Hábitos de Higiene Personal y Cuidado Corporal
La higiene antes y después del ejercicio
Antes de empezar, debemos asegurarnos de llevar la ropa deportiva adecuada. Esta debe ser cómoda, elástica y transpirable para que nos permita movernos con libertad.
Después del esfuerzo, nuestro cuerpo suda para enfriarse. El sudor acumulado puede irritar la piel y causar mal olor si no nos aseamos. Por eso, es imprescindible:
- Ducha o aseo personal: Elimina las toxinas y la suciedad.

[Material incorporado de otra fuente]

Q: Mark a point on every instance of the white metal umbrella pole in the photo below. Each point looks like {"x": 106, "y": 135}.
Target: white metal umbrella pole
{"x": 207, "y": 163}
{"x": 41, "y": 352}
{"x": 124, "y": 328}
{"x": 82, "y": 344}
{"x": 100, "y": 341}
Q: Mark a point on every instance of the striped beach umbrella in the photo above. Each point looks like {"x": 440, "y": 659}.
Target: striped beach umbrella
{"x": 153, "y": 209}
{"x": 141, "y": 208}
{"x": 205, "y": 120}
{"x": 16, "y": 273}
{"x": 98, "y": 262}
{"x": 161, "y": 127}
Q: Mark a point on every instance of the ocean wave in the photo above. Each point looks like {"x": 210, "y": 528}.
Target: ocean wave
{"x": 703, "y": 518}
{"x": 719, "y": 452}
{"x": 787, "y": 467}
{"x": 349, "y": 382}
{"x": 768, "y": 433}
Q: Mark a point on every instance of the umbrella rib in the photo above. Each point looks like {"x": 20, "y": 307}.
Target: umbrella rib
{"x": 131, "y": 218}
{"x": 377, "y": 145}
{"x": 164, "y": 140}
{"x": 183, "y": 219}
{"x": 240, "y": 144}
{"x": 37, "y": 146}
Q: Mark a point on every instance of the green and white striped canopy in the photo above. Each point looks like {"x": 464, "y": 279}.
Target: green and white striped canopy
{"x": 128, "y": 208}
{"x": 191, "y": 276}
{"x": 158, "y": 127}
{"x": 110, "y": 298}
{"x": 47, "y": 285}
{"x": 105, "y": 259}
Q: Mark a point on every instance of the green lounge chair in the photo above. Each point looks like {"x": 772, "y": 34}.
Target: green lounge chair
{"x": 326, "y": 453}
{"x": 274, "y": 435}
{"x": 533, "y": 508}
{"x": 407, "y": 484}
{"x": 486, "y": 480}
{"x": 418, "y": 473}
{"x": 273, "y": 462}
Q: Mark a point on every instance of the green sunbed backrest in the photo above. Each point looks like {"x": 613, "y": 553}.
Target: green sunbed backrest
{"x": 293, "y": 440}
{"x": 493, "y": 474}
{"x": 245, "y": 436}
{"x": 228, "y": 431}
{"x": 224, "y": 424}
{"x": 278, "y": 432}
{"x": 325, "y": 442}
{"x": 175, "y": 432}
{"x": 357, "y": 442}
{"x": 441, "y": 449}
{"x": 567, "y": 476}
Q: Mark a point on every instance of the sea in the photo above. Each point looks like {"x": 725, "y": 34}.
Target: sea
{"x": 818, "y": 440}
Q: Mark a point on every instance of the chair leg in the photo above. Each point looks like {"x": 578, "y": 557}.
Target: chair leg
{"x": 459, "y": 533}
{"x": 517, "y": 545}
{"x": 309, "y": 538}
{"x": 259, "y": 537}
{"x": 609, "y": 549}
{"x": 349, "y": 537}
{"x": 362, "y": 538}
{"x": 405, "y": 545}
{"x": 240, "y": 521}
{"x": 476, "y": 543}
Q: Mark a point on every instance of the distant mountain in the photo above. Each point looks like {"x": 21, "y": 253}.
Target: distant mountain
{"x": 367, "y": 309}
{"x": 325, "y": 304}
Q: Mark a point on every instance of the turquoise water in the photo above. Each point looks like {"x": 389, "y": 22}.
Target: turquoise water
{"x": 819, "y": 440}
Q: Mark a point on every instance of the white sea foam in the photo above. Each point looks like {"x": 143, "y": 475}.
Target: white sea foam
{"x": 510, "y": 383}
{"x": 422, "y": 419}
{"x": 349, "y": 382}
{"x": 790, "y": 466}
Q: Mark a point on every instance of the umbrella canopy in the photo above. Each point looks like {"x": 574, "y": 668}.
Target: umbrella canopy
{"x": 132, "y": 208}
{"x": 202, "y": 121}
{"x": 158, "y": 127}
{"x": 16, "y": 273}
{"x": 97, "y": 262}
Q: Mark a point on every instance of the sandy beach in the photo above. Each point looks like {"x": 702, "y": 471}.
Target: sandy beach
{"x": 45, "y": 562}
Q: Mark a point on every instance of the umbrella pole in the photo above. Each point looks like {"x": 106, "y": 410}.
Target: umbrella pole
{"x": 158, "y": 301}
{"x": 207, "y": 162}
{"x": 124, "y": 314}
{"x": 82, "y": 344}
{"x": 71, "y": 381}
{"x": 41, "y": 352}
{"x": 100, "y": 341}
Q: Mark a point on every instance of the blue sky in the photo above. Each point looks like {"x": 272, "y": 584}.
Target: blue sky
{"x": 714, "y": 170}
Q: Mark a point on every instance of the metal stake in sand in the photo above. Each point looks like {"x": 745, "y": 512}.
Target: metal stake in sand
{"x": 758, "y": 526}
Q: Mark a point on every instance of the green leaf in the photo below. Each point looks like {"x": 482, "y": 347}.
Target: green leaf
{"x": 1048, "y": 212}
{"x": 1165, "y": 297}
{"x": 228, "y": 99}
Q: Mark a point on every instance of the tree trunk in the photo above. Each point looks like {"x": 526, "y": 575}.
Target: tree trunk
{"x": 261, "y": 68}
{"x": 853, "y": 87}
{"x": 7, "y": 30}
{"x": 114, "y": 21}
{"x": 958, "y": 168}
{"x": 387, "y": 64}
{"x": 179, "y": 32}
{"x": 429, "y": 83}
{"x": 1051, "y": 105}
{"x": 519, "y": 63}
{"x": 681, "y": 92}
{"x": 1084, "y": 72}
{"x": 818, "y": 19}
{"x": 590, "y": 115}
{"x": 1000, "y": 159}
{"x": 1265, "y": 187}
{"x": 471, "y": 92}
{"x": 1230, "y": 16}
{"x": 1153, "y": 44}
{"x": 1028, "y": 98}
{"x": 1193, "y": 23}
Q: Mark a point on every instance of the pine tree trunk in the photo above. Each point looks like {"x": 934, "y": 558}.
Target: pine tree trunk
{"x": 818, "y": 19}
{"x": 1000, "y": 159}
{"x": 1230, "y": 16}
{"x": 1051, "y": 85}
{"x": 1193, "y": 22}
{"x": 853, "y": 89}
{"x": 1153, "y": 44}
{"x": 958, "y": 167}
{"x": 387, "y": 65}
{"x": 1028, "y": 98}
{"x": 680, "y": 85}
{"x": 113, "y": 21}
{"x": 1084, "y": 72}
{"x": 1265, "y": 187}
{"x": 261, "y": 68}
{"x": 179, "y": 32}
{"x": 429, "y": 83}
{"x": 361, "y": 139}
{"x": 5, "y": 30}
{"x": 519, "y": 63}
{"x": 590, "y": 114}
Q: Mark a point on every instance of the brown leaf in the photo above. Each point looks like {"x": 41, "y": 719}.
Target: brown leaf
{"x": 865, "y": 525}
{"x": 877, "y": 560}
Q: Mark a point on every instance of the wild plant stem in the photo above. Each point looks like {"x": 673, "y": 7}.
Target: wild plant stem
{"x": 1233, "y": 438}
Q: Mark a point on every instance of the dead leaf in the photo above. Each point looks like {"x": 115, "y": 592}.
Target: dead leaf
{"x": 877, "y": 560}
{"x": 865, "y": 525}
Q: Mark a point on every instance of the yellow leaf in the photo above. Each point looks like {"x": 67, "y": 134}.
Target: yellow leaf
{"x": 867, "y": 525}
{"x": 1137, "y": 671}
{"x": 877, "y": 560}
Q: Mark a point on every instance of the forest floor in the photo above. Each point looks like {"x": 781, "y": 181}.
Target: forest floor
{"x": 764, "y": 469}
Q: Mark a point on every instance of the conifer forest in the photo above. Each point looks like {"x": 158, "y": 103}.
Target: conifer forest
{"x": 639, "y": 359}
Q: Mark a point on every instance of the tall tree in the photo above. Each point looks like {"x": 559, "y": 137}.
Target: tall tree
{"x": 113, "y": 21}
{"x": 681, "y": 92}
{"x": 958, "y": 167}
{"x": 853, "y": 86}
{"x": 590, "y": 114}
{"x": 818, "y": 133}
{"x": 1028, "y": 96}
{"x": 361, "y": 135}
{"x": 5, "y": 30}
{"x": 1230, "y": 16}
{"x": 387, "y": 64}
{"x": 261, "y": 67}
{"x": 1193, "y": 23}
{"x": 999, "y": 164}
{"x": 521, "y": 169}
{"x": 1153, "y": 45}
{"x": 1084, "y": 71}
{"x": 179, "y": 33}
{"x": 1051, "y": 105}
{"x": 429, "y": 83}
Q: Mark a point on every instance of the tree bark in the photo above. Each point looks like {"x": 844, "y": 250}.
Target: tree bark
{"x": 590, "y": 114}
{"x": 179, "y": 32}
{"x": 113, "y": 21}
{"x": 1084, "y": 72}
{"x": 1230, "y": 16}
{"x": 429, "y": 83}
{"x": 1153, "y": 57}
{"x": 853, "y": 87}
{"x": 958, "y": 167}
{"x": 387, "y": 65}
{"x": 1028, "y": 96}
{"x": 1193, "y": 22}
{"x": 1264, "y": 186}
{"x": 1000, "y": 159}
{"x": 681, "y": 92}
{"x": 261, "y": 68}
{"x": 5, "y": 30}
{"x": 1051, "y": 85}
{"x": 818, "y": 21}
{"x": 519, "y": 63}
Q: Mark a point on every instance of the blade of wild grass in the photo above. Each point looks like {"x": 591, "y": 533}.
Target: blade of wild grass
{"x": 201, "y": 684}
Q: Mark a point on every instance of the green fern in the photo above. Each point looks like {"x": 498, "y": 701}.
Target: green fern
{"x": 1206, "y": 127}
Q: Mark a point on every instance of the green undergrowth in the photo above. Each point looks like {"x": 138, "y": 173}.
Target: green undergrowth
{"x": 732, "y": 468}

- Cambio de ropa: Nunca debemos quedarnos con la ropa sudada. Es vital cambiar la ropa interior y los calcetines, ya que son las prendas que están en contacto directo con las zonas que más transpiran.
Cuidado de los pies y el calzado
Nuestros pies son los que soportan todo nuestro peso durante el salto y la carrera. Por ello, requieren una atención especial:
- Atar bien los cordones: Unos cordones sueltos pueden provocar tropezones o torceduras de tobillo. Deben estar firmes pero sin cortar la circulación.
- Secado correcto: Al salir de la ducha, hay que secar muy bien el espacio entre los dedos para evitar la aparición de hongos.
- Zapatillas adecuadas: No es lo mismo jugar en un pabellón de parqué que en un patio de cemento. La suela debe tener buen agarre y amortiguación.
Elementos del neceser de Educación Física
Para ser autónomos, cada alumno debe preparar su propio neceser. Los elementos básicos son:
- Toalla pequeña y jabón: Para lavarse la cara y las manos (o el cuerpo si hay ducha).
- Camiseta de repuesto: Para cambiarse al finalizar la clase.
- Desodorante suave: A esta edad, empezamos a necesitar un desodorante adaptado a niños o una colonia fresca para sentirnos mejor tras el esfuerzo.